Pour une couche des Tchadiens le sport, en particulier pratiqué par les femmes, est largement désapprouvé et considéré comme contraire aux valeurs traditionnelles. Pratiquer de sports comme les arts martiaux est une forme de domination, d’indépendance de la femme qui selon eux doit être inférieur à l’homme. Labarta représentait le défi contre une société qui refusait de voir les femmes autrement que comme des mères et des épouses, un rôle prédéfini.

Dans cet éclairage troublant sur les défis auxquels sont confrontées les femmes dans certaines sociétés traditionnelles, comme celle du Tchad une position où elle doit toujours être inférieur à son homme. La femme se retrouve ainsi confrontée à la pression sociale et au jugement sévère de son environnement, mettant en évidence les tensions entre les aspirations individuelles et les attentes collectives dans une société traditionnelle. Les femmes sont souvent jugées en fonction de leur capacité à être de bonnes épouses et mère.
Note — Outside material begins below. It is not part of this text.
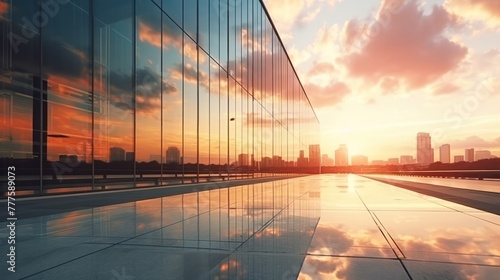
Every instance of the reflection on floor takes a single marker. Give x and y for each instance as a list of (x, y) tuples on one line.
[(316, 227)]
Ce fait divers illustre bien le rejet qu’une si grande partie de la communauté accorde à la pratique du sport par les femmes.  Dans ce milieu imprégné de traditions profondes et de valeurs familiales conservatrices émerge l’histoire d’amour d’une  pratiquante de l’art martial qui est le taekwondo. Alors la force physique d’une femme peut-elle être un obstacle à un mariage ?
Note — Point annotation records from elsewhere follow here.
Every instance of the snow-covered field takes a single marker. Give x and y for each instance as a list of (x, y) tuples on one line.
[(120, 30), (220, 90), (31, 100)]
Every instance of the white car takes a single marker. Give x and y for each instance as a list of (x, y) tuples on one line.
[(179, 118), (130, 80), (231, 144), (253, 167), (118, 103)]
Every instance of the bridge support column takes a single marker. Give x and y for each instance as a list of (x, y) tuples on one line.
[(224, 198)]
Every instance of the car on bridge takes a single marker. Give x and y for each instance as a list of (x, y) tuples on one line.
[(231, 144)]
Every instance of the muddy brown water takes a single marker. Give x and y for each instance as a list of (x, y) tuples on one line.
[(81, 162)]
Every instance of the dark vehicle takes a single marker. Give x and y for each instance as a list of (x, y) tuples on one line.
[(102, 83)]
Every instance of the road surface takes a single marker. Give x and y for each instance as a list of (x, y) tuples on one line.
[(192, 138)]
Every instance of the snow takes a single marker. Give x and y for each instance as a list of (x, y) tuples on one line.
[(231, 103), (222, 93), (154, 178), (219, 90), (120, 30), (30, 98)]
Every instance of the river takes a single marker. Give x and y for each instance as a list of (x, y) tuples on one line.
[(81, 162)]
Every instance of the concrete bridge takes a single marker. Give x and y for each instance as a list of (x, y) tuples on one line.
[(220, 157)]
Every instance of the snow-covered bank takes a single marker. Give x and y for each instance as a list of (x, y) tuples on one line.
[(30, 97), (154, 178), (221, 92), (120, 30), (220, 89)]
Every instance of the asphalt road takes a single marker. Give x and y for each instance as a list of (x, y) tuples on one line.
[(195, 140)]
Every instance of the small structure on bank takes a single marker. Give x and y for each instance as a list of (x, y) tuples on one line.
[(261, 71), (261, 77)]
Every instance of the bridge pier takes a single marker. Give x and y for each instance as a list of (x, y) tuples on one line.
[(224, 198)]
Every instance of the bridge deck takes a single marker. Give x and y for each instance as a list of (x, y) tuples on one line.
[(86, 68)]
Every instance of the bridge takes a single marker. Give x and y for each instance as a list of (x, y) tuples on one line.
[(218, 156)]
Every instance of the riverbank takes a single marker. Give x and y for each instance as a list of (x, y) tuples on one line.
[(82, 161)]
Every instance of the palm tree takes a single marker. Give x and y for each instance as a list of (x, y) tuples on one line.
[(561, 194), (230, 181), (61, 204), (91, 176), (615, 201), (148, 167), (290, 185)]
Notre récit raconte le parcours d’une pratiquante de taekwondo qui malgré l’opposition et les critiques trace son chemin en fondant sa famille. Justine est connue dans le quartier pour sa passion aux arts martiaux, car sur le terrain de dojo elle mettait  en difficulté les garçons qui s’opposent aux combats d’entrainement. Dans tous les combats elle sorte gagnante et personne au quartier n’ose s’approcher d’elle. Sa force de caractère et son attachement au taekwondo faisaient écho dans le quartier. Chose  inadmissible pour qu’une femme soit aussi forte physiquement que les hommes. Laoubara un ancien combattant se souvient d’une anecdote des années 1990 à Ndjamena ‘’dans notre église un homme a fait de reproche à sa femme et la femme a répliqué : Tu parles ici mais on verra bien à la maison’’. Son histoire éclaire les défis auxquels sont les femmes dite ‘’physiquement forte’’ du moins où celles pratiquantes des arts martiaux sont confrontées.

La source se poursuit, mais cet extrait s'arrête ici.